In operation 260, the C2M [] and OC [] arrays are processed in a Filt () function by filter 10 to determine if there is reason to believe that the frequency choice was not the right one. More precisely, in the case of tables C2M [] and OC [], we find ourselves in a situation where several structural constructions correspond to the same characteristic. In other words, there is a lexical ambiguity, and the Filt () function will try to resolve it by a semantic analysis. Figure 6 shows an example of implementation of the Filt () function.
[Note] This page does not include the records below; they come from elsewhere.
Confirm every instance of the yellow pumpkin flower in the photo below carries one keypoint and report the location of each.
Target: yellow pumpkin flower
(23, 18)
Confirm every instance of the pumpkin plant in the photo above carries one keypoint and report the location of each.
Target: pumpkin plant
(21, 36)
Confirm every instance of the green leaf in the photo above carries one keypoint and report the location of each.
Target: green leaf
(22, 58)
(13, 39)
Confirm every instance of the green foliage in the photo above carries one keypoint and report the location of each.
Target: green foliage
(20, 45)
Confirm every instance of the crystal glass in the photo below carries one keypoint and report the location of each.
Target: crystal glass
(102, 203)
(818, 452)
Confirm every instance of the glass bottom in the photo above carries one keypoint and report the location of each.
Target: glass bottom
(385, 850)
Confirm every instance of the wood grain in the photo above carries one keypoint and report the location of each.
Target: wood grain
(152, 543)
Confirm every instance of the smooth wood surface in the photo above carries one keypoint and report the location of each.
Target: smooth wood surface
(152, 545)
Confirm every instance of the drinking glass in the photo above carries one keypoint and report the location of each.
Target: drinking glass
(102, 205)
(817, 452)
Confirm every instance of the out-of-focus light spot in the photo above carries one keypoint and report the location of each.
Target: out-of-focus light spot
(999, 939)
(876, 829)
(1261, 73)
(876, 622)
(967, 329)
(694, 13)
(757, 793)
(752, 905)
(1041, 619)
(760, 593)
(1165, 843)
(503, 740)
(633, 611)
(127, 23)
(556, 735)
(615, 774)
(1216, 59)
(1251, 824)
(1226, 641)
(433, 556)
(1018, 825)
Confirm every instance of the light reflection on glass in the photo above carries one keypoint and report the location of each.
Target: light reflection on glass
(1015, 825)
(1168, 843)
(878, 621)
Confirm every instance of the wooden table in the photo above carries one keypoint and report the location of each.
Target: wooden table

The Filt () function is a loop which analyzes each conclusion of the C2M [] array by unstacking it in an operation 610. Then, in an operation 620, an Opt () function generates an array N [] which receives the current conclusion c and all the options corresponding to it in the OC [] table Then, in an operation 620, a Rules [] function generates an R [] table of analysis rules. For example in the case where two nominal groups are separated by a comma, it is necessary to determine whether it is a list or if it is an apposition. For this, the structural constructions corresponding to the list on the one hand and to the apposition on the other hand are translated into two rules which are stored in the table R [] with the concept identifiers attached to the characteristic concerned. These rules are in the example described here drawn from the filtering rules in memory 4. More precisely, the rules define predicates between the characteristics. However, if for all the constructions of the array N [] there is no rule, then nothing is introduced in the array R [] for the construction c. Then, in an operation 630, an observation table Obs [] is generated by an Observ () function in order to determine the observations related to the concept identifier of the characteristic concerned by the construction c and each of the rules of the table R [] Finally, in an operation 640, the inference engine is again applied to the array R [] and the array Obs [] If the array R [] is empty, then nothing is done and the order established with the arrays C2M [] and OC [] is maintained. Otherwise, the inference engine makes it possible to semantically determine which of the constructions is the most semantically relevant. This results in a table Con2 [] of the constructions to be applied to the current transient and a table OC [] of options. When all the constructions in table C2M [] have been processed, the function ends in operation 699.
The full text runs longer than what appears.